Security with BrickHouse
PRODUCT:
BrickHouse
By Brian Wilson
The BrickHouse Web-server appliance, from SAGE of Amarillo, TX, provides Web, FTP, and email services on a platform designed to be immune to most external attacks.
BrickHouse is aimed at small shops that host their own Web server, but don't want to worry about anyone breaking into their sites. Most likely, these are shops that do not have the resources to secure the server themselves. Fortunately, BrickHouse does most of the work.
The BrickHouse Web server will deliver HTML pages, but as of this version (Beta 1.1.3) it doesn't support CGI scripting, SSL encryption, or virtual hosting (multiple domain names). These features are all planned for a future version of the product targeted at ISPs.

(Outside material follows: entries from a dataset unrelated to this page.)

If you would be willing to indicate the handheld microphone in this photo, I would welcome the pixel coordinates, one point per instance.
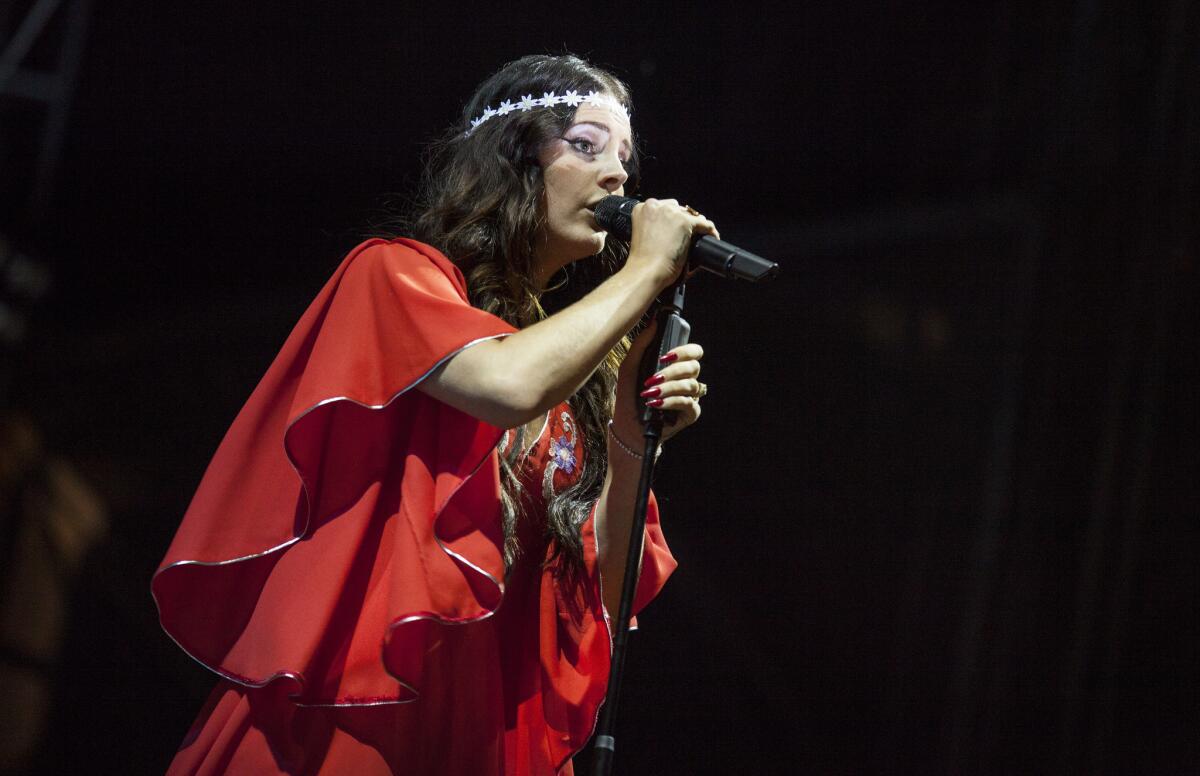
(616, 215)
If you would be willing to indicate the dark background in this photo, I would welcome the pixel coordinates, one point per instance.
(941, 512)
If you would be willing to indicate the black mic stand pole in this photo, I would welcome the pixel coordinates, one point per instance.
(673, 331)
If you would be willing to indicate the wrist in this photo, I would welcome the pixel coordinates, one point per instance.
(647, 271)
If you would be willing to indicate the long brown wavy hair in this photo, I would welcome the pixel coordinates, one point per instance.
(480, 202)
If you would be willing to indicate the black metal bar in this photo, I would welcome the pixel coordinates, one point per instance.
(673, 331)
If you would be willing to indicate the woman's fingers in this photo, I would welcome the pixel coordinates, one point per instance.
(690, 352)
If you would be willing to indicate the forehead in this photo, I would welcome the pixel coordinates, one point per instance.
(618, 127)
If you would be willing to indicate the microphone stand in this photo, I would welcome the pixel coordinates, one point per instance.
(673, 331)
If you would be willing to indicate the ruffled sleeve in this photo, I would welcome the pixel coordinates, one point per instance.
(342, 504)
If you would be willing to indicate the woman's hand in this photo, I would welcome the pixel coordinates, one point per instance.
(675, 386)
(663, 233)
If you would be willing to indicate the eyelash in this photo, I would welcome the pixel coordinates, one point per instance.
(579, 143)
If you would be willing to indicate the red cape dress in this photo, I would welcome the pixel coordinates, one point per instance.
(341, 564)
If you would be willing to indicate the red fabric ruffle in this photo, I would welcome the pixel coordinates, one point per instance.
(346, 541)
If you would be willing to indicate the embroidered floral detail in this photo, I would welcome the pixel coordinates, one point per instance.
(562, 452)
(562, 456)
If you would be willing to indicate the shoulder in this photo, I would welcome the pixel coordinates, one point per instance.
(402, 262)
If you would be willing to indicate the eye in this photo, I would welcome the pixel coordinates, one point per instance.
(583, 145)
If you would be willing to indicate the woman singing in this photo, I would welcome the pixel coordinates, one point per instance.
(384, 578)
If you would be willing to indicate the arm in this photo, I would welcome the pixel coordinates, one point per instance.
(513, 380)
(509, 382)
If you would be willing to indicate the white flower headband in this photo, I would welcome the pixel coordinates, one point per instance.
(549, 100)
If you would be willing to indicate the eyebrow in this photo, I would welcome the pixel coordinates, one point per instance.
(600, 125)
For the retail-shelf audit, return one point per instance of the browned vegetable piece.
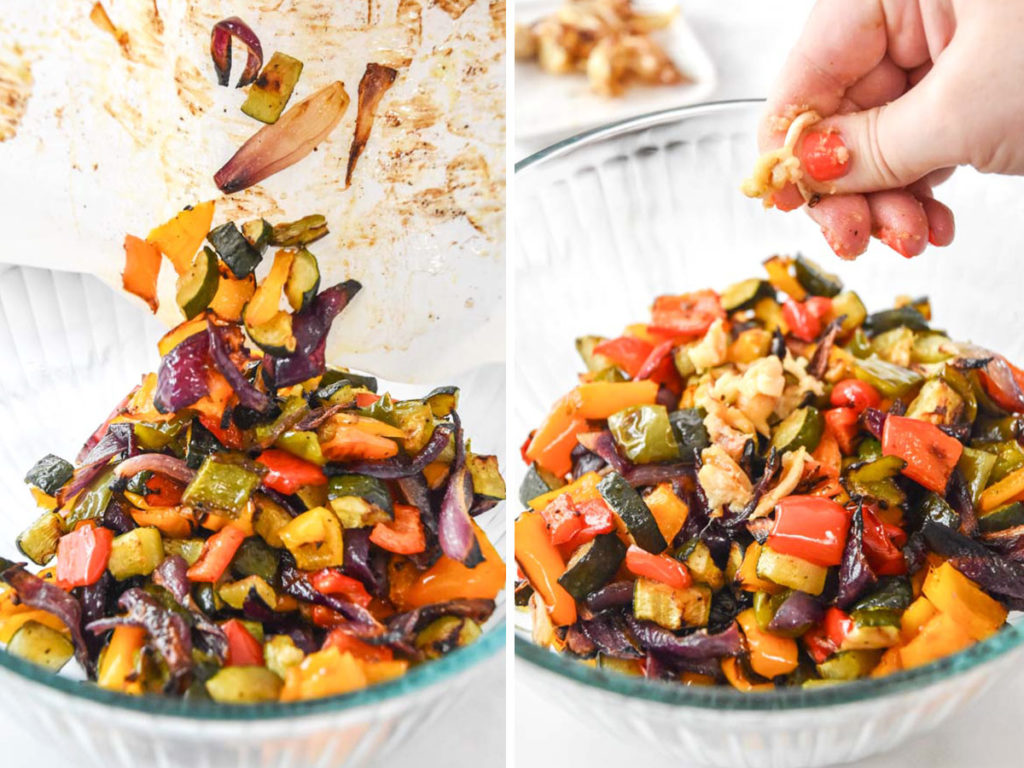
(375, 83)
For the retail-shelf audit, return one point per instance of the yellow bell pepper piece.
(120, 660)
(670, 511)
(314, 539)
(770, 655)
(326, 673)
(952, 593)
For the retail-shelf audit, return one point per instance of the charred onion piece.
(375, 83)
(220, 50)
(276, 146)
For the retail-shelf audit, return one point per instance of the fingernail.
(894, 242)
(824, 156)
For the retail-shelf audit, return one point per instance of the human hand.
(911, 88)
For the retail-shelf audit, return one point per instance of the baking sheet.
(103, 138)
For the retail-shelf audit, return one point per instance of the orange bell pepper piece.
(543, 564)
(450, 580)
(952, 593)
(770, 655)
(599, 399)
(141, 269)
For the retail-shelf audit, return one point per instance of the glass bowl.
(72, 347)
(605, 221)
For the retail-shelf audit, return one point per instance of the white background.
(748, 40)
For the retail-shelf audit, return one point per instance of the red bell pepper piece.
(811, 527)
(803, 323)
(659, 567)
(333, 582)
(628, 352)
(597, 518)
(562, 519)
(856, 394)
(844, 425)
(882, 545)
(347, 643)
(689, 314)
(243, 648)
(404, 535)
(818, 646)
(837, 626)
(82, 556)
(287, 472)
(216, 554)
(930, 454)
(366, 399)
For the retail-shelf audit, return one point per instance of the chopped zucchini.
(815, 280)
(136, 553)
(42, 645)
(538, 481)
(802, 428)
(50, 473)
(301, 232)
(303, 280)
(792, 571)
(244, 685)
(630, 506)
(275, 336)
(39, 541)
(257, 232)
(849, 665)
(235, 250)
(670, 607)
(745, 294)
(593, 565)
(487, 480)
(272, 88)
(197, 287)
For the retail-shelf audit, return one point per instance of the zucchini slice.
(442, 400)
(364, 486)
(39, 541)
(593, 565)
(802, 428)
(198, 287)
(40, 644)
(49, 474)
(303, 280)
(302, 232)
(745, 294)
(815, 280)
(538, 482)
(630, 506)
(240, 256)
(272, 88)
(787, 570)
(274, 337)
(257, 232)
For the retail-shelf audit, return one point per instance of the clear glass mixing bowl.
(603, 222)
(71, 348)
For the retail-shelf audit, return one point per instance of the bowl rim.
(417, 679)
(721, 696)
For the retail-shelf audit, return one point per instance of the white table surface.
(748, 40)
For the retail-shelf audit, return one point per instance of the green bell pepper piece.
(644, 433)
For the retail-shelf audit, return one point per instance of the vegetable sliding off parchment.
(250, 524)
(771, 486)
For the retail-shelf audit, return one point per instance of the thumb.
(885, 147)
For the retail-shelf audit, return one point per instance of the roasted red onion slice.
(220, 50)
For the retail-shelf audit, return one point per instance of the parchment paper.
(100, 137)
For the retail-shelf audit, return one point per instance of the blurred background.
(723, 50)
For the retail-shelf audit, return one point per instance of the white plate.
(555, 105)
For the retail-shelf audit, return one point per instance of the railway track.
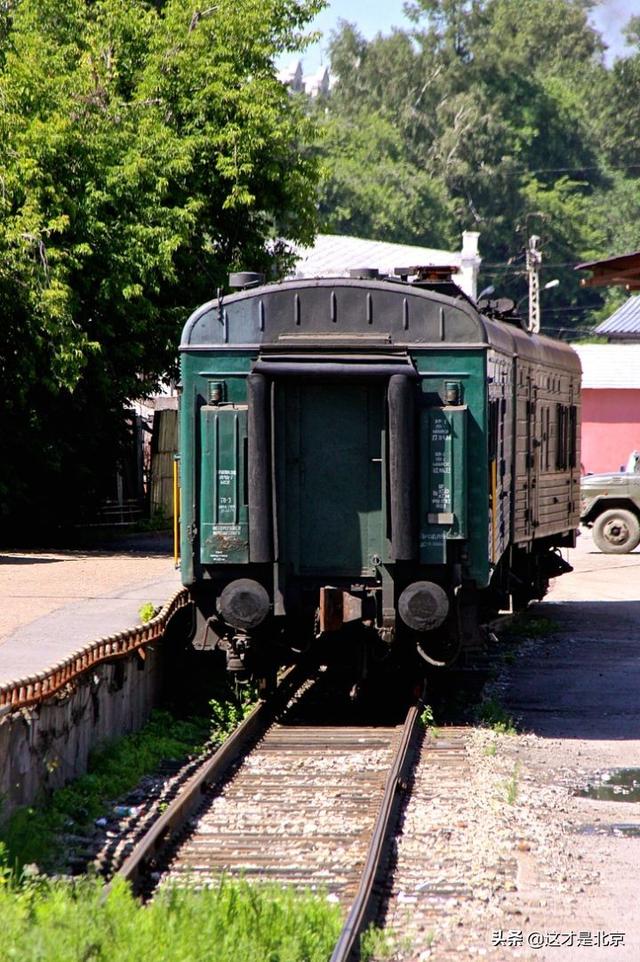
(304, 793)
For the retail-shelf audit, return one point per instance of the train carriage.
(369, 456)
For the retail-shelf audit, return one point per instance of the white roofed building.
(334, 255)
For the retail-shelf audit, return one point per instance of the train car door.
(535, 434)
(330, 441)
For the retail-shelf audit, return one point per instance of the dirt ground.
(575, 693)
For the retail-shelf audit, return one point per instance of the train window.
(546, 437)
(566, 438)
(493, 428)
(573, 436)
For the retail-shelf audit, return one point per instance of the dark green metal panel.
(198, 371)
(224, 535)
(443, 480)
(332, 518)
(468, 368)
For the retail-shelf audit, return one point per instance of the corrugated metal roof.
(609, 365)
(334, 255)
(624, 321)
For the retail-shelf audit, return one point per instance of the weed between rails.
(68, 919)
(36, 833)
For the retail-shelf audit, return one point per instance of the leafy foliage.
(493, 115)
(146, 148)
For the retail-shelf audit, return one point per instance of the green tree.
(489, 101)
(146, 148)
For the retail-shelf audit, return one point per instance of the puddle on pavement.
(617, 785)
(618, 830)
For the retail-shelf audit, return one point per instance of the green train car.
(370, 462)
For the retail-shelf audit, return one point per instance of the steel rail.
(361, 911)
(25, 692)
(165, 831)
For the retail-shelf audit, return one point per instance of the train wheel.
(616, 531)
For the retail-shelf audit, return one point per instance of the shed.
(610, 405)
(623, 324)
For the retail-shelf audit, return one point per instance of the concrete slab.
(52, 603)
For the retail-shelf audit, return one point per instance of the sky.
(379, 16)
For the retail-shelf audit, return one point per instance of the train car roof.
(354, 313)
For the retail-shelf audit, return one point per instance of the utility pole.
(534, 259)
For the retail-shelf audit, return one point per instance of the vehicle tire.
(616, 531)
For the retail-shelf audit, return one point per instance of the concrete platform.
(53, 602)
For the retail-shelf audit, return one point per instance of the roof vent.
(244, 279)
(364, 273)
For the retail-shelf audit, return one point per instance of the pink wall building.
(610, 405)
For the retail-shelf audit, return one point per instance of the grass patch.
(34, 834)
(512, 785)
(492, 714)
(232, 920)
(146, 612)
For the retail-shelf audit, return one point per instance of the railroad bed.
(304, 794)
(299, 810)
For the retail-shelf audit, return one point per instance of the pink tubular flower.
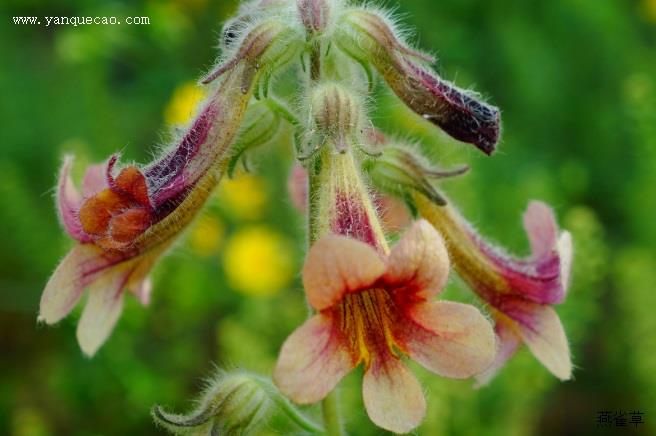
(374, 307)
(520, 292)
(124, 220)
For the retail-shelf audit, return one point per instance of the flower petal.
(419, 262)
(566, 252)
(102, 310)
(508, 341)
(312, 361)
(66, 284)
(142, 289)
(541, 329)
(392, 395)
(68, 203)
(450, 339)
(337, 265)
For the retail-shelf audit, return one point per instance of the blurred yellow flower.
(244, 197)
(184, 101)
(207, 235)
(258, 261)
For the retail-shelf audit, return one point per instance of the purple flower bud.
(124, 222)
(369, 38)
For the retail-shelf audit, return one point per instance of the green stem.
(329, 405)
(331, 415)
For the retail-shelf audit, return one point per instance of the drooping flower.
(369, 37)
(520, 292)
(374, 306)
(124, 220)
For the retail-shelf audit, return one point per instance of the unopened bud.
(337, 113)
(368, 37)
(234, 403)
(314, 14)
(262, 48)
(399, 170)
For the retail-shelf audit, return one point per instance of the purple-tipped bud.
(368, 37)
(263, 47)
(126, 218)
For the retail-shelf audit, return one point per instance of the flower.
(124, 220)
(519, 292)
(370, 38)
(184, 101)
(373, 308)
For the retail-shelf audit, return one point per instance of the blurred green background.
(576, 80)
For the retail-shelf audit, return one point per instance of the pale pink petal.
(95, 179)
(337, 265)
(419, 262)
(312, 361)
(142, 289)
(541, 329)
(508, 341)
(66, 284)
(68, 202)
(102, 310)
(450, 339)
(541, 227)
(392, 395)
(566, 252)
(297, 187)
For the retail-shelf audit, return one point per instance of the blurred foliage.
(576, 80)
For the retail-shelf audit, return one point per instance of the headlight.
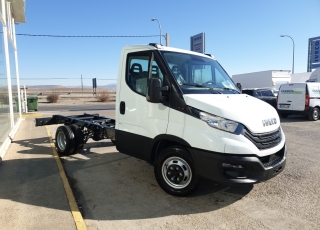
(219, 122)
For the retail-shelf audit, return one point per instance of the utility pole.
(82, 84)
(167, 40)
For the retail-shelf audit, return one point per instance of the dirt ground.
(75, 99)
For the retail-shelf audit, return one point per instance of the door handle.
(122, 107)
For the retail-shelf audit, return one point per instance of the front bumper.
(231, 169)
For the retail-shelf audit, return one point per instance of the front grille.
(271, 160)
(264, 140)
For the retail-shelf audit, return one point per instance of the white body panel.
(200, 135)
(300, 77)
(235, 107)
(141, 117)
(263, 79)
(152, 119)
(315, 75)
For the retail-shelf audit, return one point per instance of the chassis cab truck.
(180, 111)
(299, 98)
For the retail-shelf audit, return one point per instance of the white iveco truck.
(180, 111)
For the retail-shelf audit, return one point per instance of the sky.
(244, 36)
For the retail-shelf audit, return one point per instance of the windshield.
(196, 74)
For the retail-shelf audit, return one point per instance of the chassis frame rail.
(99, 127)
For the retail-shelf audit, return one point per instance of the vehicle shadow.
(109, 185)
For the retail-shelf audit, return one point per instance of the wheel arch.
(164, 141)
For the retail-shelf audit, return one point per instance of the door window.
(137, 73)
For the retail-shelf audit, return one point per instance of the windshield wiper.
(226, 88)
(202, 86)
(195, 84)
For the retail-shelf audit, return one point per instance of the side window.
(156, 71)
(267, 93)
(137, 72)
(257, 93)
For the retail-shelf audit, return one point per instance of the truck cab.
(300, 99)
(180, 111)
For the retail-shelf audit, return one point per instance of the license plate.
(284, 106)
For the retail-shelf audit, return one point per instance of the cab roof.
(154, 46)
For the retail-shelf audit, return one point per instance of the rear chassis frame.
(92, 125)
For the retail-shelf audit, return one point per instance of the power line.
(61, 78)
(88, 36)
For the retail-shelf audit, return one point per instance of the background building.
(11, 13)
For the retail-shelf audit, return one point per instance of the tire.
(314, 115)
(283, 115)
(65, 141)
(78, 136)
(175, 173)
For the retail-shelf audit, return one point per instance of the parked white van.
(299, 98)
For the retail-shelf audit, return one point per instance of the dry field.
(72, 95)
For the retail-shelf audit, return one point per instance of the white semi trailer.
(263, 79)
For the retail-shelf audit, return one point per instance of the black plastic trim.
(209, 166)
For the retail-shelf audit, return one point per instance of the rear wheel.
(314, 115)
(65, 142)
(175, 172)
(283, 115)
(78, 136)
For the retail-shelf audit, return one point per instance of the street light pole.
(154, 19)
(293, 51)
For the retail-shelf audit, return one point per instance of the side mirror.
(155, 90)
(239, 86)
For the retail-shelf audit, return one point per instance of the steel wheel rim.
(61, 140)
(176, 172)
(316, 114)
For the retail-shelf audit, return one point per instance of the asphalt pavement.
(115, 191)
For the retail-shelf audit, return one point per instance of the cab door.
(299, 96)
(285, 97)
(138, 121)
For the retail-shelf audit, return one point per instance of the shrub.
(103, 97)
(4, 99)
(53, 98)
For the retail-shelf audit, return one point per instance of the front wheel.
(175, 173)
(314, 115)
(283, 115)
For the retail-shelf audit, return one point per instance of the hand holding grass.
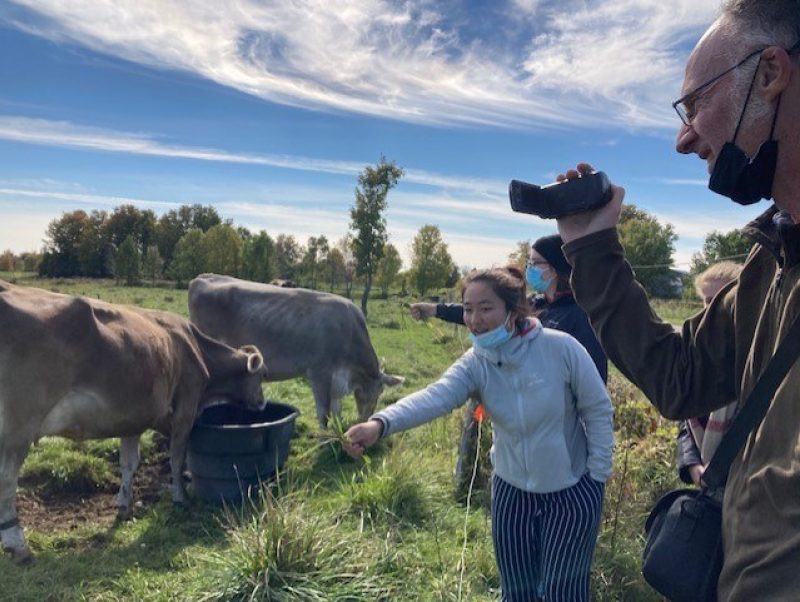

The SAGE approach to security design is twofold. Its process-based security (PBS) model is based on a modified Linux kernel. The PBS system relies on checking the digital signature of each process before it is executed, and by constraining each process with a set of rules that determine what system resources it's allowed to use. By contrast, security in a conventional Linux kernel is user-based—if you can fool the kernel into thinking your process is running as "root," it is given full access to all system resources.
The second part of the security model is that BrickHouse is stripped down to only the essential components necessary for operation.